A tecnologia está nos ajudando a entender melhor o oceano e suas potencialidades para enfrentar questões urgentes, como o aquecimento global, desastres ambientais, novos tratamentos de doenças e energia renovável

Por Janaína Bumbeer e Jyotika Virmani

Há alguns dias, o mundo soube de uma nova montanha na Terra. Com 3.109 metros de altura, ela é quase oito vezes mais alta que o icônico Pão de Açúcar, no Rio de Janeiro. Mas não é tão fácil de ser vista, por estar escondida no nosso oceano. Seu cume fica quase mil metros abaixo da superfície do mar, de modo que toda a montanha fique em escuridão absoluta, e, mesmo assim, ela abriga vida marinha abundante, que está intacta durante séculos. A descoberta ocorreu durante uma expedição para explorar as águas internacionais da Cordilheira de Nazca, uma cadeia montanhosa no Sudeste do Pacífico, usando tecnologias sofisticadas de mapeamento do fundo do mar a partir de um navio de pesquisa.

Explorar as profundezas marítimas é tarefa difícil, por ser um lugar inóspito para humanos – com altas pressões, um ambiente corrosivo de água salgada e sem luz. Não à toa, mais pessoas estiveram por mais tempo na superfície lunar iluminada pelo sol do que no ponto mais profundo do oceano do nosso planeta. Toda a superfície de Marte é mapeada com mais detalhes do que a do nosso próprio planeta – atualmente, temos um bom mapa de cerca de 47,5% da superfície terrestre.

O oceano possui volume de 1 bilhão de quilômetros cúbicos e uma biodiversidade maior do que a encontrada em terra, cobre 71% do planeta e tem uma barreira que nos impede de ver o que está abaixo da superfície. No entanto, a tecnologia está mudando essa realidade, ajudando-nos a entender melhor o oceano e suas potencialidades para enfrentar questões mais urgentes, como o aquecimento global, desastres ambientais, novos tratamentos de doenças e energia renovável.

Há 170 anos acreditava-se que não havia vida na profundeza oceânica em razão da ausência de luz solar. Hoje, sabemos que não só existe vida, como essa vida marinha existe nos ambientes mais extremos. As fontes hidrotermais habitadas por organismos a mais de três quilômetros de profundidade, descobertas em 1977 por cientistas, hospedam vida que obtém energia a partir de reações químicas, em vez da luz solar. No ano passado, foi descoberto um novo ecossistema animal prosperando em cavidades abaixo dessas fontes.
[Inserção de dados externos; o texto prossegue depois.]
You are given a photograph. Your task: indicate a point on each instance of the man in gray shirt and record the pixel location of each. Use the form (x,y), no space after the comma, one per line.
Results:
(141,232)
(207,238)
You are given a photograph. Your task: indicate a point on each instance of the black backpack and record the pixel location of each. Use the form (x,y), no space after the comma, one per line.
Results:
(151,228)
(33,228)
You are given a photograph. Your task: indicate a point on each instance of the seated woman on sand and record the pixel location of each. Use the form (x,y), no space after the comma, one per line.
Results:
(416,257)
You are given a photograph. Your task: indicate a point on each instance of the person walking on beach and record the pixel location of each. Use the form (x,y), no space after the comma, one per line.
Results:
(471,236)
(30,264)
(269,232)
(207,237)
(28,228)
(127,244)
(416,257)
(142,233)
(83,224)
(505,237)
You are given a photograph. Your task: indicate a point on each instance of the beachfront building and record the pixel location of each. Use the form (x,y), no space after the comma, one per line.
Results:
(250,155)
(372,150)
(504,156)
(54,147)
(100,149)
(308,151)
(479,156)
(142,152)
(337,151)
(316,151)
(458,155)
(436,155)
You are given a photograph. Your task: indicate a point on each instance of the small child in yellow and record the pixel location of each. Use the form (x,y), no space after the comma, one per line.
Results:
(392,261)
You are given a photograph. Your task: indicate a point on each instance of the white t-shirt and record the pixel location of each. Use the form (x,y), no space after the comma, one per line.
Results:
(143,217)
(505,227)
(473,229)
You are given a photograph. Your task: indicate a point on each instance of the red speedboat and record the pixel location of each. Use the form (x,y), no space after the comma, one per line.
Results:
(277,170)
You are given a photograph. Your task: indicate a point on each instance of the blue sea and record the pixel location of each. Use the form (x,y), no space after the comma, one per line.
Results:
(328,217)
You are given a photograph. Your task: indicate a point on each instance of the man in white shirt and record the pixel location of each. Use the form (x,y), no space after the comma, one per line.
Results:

Com tanto para explorar, não nos espanta que tantas novas espécies marinhas sejam encontradas com frequência. Neste ano, apenas nas Cordilheiras de Salas y Gomez e Nazca foram descobertas cerca de 170 novas espécies. Cientistas seguem a procurar outras para serem somadas às cerca de 240 mil espécies marinhas já identificadas, entre 2,2 milhões estimadas pelo Censo Oceânico.

Os montes submarinos são hotspots de biodiversidade, o que justifica a necessidade de um bom mapa do fundo do mar para encontrar vida. O projeto GEBCO Seabed 2030, da Nippon Foundation, tem a missão de mapear todo o fundo do mar. Atualmente, um mapa de 26% está disponível em alta resolução. O novo monte submarino na Cordilheira de Nazca, juntamente com outros nove montes também mapeados pela primeira vez na mesma expedição, foi descoberto usando sonar, tecnologia que emite ondas sonoras que refletem em objetos submersos, permitindo sua detecção e localização a partir do tempo de retorno dessas ondas.

A base para o desenvolvimento sustentável do oceano vem da pesquisa científica oceânica, que ainda tem um longo percurso a ser explorado, pensando também em pesquisas interdisciplinares que consideram as interações terra-mar, oceano-atmosfera e oceano-criosfera. De acordo com o Relatório Mundial sobre a Ciência Oceânica, da Unesco, a ciência oceânica recebe somente de 0,04% a 4% do total de gastos com pesquisa e desenvolvimento em todo o mundo. Os maiores orçamentos dedicados estão nos EUA, na Austrália, Alemanha, França e Coreia do Sul.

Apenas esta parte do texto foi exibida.